In the interview, Duncan says Beau was the definition of a lineman and he hopes to be even half the lineman Beau was. He is called in on his radio for an approaching storm.

Two years later, Duncan, Bailey, their baby, and Pok' Chop are at a monument dedicated to all the local lineman that have lost their lives in the service.
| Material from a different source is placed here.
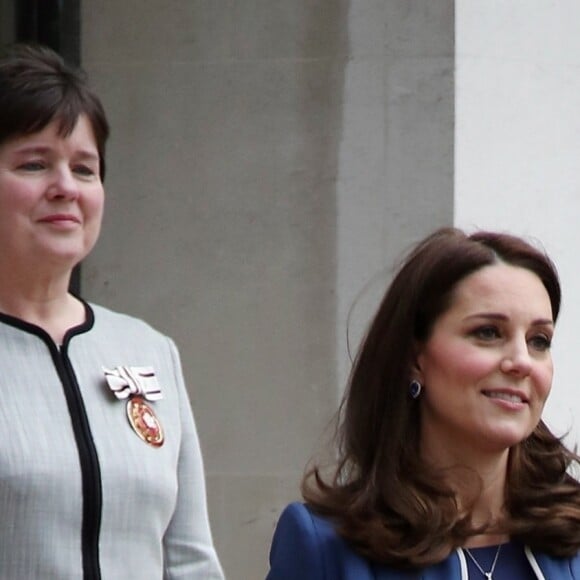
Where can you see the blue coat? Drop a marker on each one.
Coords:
(306, 547)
Danny and Beau's names are among them.

==Cast==
- John Travolta as Beau Ginner
- Kate Bosworth as Bailey Ginner
- Devon Sawa as Duncan
- Gil Bellows as Pok' Chop
- Julie Benz as Carline
- Ryan Robbins as Eugene
- Ty Olsson as Danny Ginner
- Sharon Stone as Duncan's Mother
- Reese Alexander as Russell
- Emilie Ullerup as Becky
- Stuart Stone as Hunter
- Matt Bellefleur as Ron
- Lydia Styslinger as Elly
- Christian Michael Cooper as Dillon
- Sidney Grigg as Young Bailey Ginner
- Jim Shield as Norm
- Louis Ferreira as Mr. Fontaine
- Angelina Lyubomirova as Alicia
- Dean Wray as George
- Edwin Perez as Jorge
- Elan Ross Gibson as Cook
- Derek Hamilton as Raymond
- Toby Levins as Phil
- Milo Shandel as Travis
- Bo Steele as Bar Musician

==Release==
The film premiered at the Napa Valley Film Festival on November 5, 2015. The film was released on November 18, 2016, by Lionsgate Premiere.

==Reception==
On Rotten Tomatoes the film has an approval rating of 0% based on reviews from 15 critics.

Sheri Linden of The Hollywood Reporter wrote: "Life may be on the line, but it's in short supply on the screen."